Previsto no artigo 482 da CLT, que trata das justas causas para rescisão do contrato de trabalho, ato de insubordinação é a conduta do empregado em que ele se recusa a cumprir ordens legítimas do empregador ou a obedecer às normas da empresa, sem justificativa legal ou válida.

De acordo com o processo, a empregada foi contratada em 19 de agosto de 2024 para trabalhar na residência do empregador, cumprindo jornada de segunda a quinta-feira, das 7h às 17h, e às sextas-feiras, das 7h às 16h. O vínculo durou dois meses, e a carteira de trabalho não foi apresentada para o registro do emprego.

Dever legal

Segundo os autos, o empregador solicitou diversas vezes a entrega do documento para formalizar o contrato, mas a empregada apresentava justificativas para adiar a entrega, afirmando que não estava com o documento naquele momento, que precisaria procurá-lo ou que o levaria em outra oportunidade — o que não aconteceu.
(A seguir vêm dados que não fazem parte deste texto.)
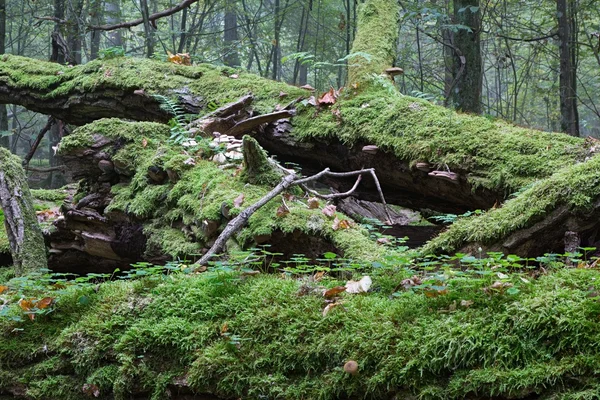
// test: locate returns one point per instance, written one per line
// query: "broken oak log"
(24, 235)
No voto, o desembargador Luís Carneiro, relator do caso, observou que as conversas demonstram que o empregador insistiu na solicitação da CTPS ao longo do contrato justamente para cumprir a obrigação legal de registrar o vínculo de emprego. “A recusa reiterada da trabalhadora em apresentar o documento, indispensável para a formalização do contrato, configura ato de insubordinação, pois impede o empregador de cumprir dever legal relacionado à anotação do vínculo, além de contrariar os deveres de colaboração e boa-fé que devem orientar a relação de trabalho”, concluiu.

O relator votou pelo reconhecimento da justa causa, posição que foi acompanhada pelos demais integrantes da 5ª Turma.